第一に、アメリカには軍事力の面で余裕がなくなっているという点。
その一例が、拙訳『アジア・ファースト』を刊行した、共和党系の元官僚・政策家でメディアにも頻繁に顔を出すエルブリッジ・コルビーの議論です。
彼とその周辺、とりわけ共和党系の対外政策の専門家たちは「アメリカにはウクライナや中東に関与し続ける余裕はないのだから、最大のライバルとなる東アジアの中国に対抗するために持てるリソースのすべてを集中させるべきだ」としてアメリカの大戦略に優先順位をつけて対応しろと言っております。
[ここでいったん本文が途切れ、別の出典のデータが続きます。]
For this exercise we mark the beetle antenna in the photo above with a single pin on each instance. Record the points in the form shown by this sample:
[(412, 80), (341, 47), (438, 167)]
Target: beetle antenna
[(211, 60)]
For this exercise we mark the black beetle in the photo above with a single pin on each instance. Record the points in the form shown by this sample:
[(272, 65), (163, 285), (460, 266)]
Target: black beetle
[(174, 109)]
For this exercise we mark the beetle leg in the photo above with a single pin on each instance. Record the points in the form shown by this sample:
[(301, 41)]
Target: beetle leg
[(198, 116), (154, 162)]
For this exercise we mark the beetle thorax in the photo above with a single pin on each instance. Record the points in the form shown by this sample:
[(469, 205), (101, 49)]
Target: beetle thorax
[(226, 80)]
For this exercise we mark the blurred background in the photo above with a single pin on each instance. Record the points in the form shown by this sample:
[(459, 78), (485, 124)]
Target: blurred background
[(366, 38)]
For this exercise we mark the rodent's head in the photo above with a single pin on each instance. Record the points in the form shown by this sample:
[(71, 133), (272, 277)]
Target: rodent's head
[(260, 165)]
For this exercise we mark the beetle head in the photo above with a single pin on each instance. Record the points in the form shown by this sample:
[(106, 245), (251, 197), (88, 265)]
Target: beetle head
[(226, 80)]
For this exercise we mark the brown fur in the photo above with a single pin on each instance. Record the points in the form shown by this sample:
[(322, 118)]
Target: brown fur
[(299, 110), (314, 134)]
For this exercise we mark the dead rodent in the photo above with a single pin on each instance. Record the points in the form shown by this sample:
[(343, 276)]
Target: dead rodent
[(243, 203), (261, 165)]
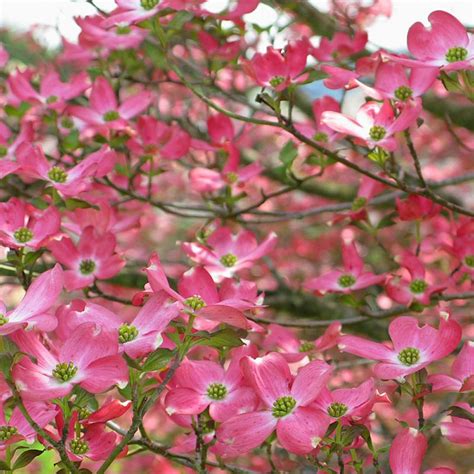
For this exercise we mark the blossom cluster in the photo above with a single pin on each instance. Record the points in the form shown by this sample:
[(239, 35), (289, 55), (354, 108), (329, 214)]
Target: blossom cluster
[(171, 297)]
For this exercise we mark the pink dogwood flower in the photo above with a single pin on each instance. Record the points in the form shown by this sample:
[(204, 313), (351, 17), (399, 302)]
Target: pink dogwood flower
[(143, 335), (351, 278), (287, 403), (279, 70), (23, 225), (391, 82), (4, 56), (446, 45), (198, 385), (318, 131), (414, 348), (198, 292), (68, 181), (9, 144), (375, 124), (88, 358), (86, 441), (53, 93), (339, 78), (462, 373), (407, 451), (92, 258), (32, 311), (70, 316), (412, 287), (225, 253), (104, 110)]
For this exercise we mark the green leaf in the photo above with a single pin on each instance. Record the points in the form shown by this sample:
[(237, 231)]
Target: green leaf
[(71, 141), (26, 457), (178, 21), (39, 203), (378, 155), (288, 153), (31, 257), (224, 338), (157, 360), (459, 412), (17, 111), (6, 362), (451, 82), (74, 203), (315, 75), (386, 221)]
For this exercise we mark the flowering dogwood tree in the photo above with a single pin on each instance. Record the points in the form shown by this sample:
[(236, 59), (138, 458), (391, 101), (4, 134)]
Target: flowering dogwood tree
[(224, 255)]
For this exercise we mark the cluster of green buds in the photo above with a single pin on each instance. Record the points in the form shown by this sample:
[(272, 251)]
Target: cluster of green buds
[(228, 260), (23, 235), (57, 174), (283, 406), (79, 446), (127, 333), (6, 432), (64, 371), (409, 356), (217, 391)]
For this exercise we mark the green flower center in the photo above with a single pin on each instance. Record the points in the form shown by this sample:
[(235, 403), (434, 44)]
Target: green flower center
[(403, 93), (111, 115), (127, 333), (228, 260), (23, 235), (67, 122), (469, 260), (283, 406), (276, 81), (83, 412), (306, 346), (337, 409), (195, 302), (346, 280), (321, 137), (377, 132), (64, 371), (216, 391), (79, 446), (232, 177), (57, 174), (418, 286), (86, 267), (456, 54), (6, 432), (123, 30), (409, 356), (358, 203), (149, 4)]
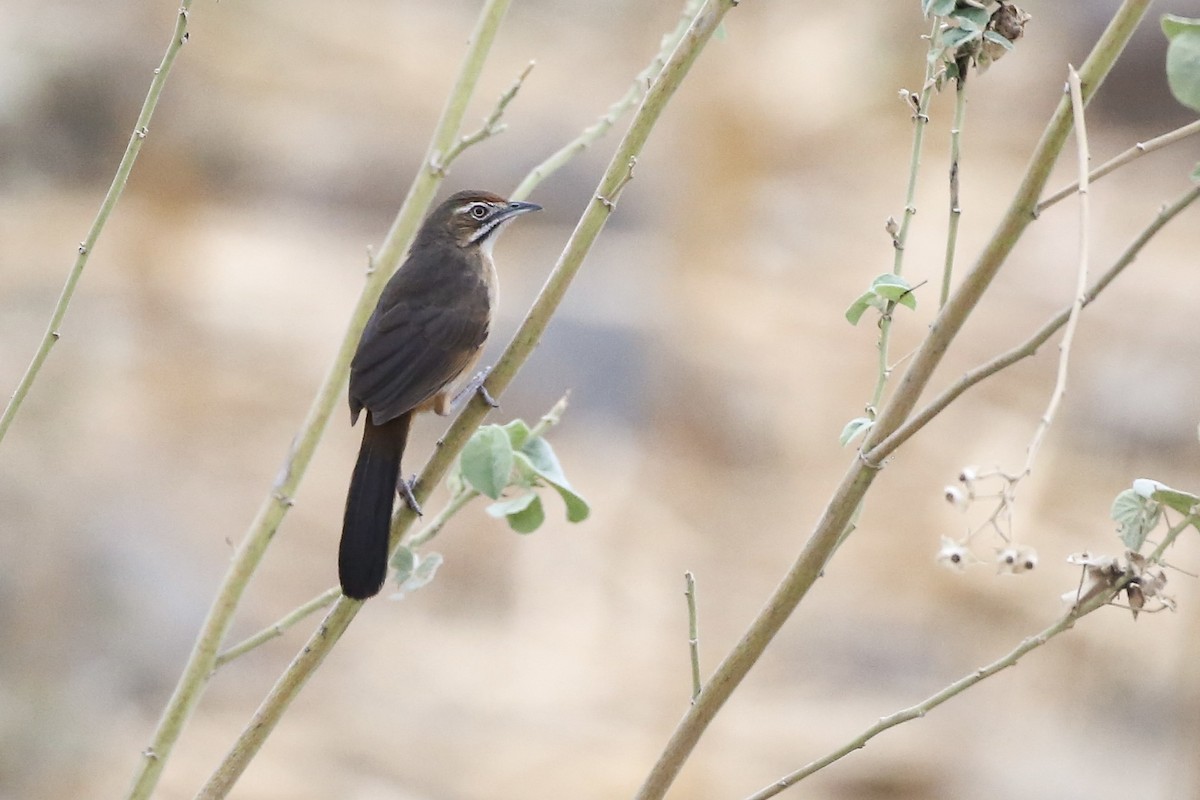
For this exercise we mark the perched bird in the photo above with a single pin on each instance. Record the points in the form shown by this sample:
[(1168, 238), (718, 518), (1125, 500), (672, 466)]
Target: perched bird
[(427, 329)]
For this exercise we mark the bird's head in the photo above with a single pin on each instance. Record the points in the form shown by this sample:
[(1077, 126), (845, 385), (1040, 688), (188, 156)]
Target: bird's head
[(473, 218)]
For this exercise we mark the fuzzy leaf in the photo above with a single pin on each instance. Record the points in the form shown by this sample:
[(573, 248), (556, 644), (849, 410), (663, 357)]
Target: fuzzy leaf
[(519, 433), (859, 307), (1183, 59), (545, 462), (855, 428), (487, 461), (894, 289), (936, 7), (418, 572), (525, 512), (1137, 516)]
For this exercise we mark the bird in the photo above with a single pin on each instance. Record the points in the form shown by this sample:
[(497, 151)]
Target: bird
[(427, 329)]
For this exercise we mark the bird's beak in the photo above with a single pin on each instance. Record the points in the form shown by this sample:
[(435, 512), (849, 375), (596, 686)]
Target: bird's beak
[(517, 208)]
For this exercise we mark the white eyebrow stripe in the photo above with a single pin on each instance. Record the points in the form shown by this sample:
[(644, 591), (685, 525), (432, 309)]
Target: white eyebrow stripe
[(485, 229)]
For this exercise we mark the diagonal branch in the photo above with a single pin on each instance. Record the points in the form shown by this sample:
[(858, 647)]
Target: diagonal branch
[(850, 493), (1031, 346), (318, 647), (262, 530), (141, 130), (1123, 158)]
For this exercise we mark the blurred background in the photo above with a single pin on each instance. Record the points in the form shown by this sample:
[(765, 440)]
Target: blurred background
[(711, 370)]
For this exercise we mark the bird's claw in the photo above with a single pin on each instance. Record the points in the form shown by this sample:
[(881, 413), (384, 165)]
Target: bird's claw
[(405, 488), (475, 386)]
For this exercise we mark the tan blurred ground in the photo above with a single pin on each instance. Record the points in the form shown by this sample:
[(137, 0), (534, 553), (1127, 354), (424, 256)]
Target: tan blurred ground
[(712, 372)]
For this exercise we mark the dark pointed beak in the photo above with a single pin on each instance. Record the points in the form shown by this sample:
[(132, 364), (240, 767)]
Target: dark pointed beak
[(516, 208)]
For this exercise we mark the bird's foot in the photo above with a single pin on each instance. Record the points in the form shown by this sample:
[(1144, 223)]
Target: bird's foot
[(405, 489), (475, 385)]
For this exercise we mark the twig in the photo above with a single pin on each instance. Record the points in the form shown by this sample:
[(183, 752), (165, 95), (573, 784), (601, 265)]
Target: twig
[(1068, 335), (858, 477), (952, 235), (279, 499), (277, 629), (1121, 160), (900, 240), (310, 657), (1031, 346), (491, 126), (633, 96), (1081, 608), (457, 503), (141, 130), (693, 632)]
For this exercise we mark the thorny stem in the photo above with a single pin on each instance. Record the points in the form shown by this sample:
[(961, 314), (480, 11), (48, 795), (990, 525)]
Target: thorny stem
[(693, 633), (262, 530), (141, 130), (1030, 347), (921, 120), (1083, 607), (277, 629), (1123, 158), (318, 647), (491, 126), (862, 471), (1068, 336), (952, 236), (633, 96)]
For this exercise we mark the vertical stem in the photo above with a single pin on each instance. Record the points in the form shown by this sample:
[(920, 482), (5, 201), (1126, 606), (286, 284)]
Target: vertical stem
[(253, 546), (861, 474), (952, 236), (141, 128), (693, 633), (604, 202), (921, 120)]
より実務者に近いところでは、たとえば次期政権の副大統領を務めるJDバンスなども、対外政策に関する議論では、アメリカにはもう世界で警察官をやる余裕がないことを強調し、それを前提とした「ウクライナ支援の停止」を説くことが多いわけです。
第二に、日本側に中国が及ぼしている軍事面での脅威についての安全保障関係者たちの感じている危機感があまり伝わっていないという点です。
もちろん大手メディアでは。地味に中国の軍拡や能力工場の脅威については伝えているものがあって、産経の以下の尖閣周辺への中国の公船の侵入案件に関する報道があるのですが・・・、
■ 尖閣周辺に中国船 8日連続、機関砲のようなもの搭載の4隻(11/26 産経新聞)
それが国民的な議論としては(その脅威のわりには)盛り上がりに欠けているというのが実態です。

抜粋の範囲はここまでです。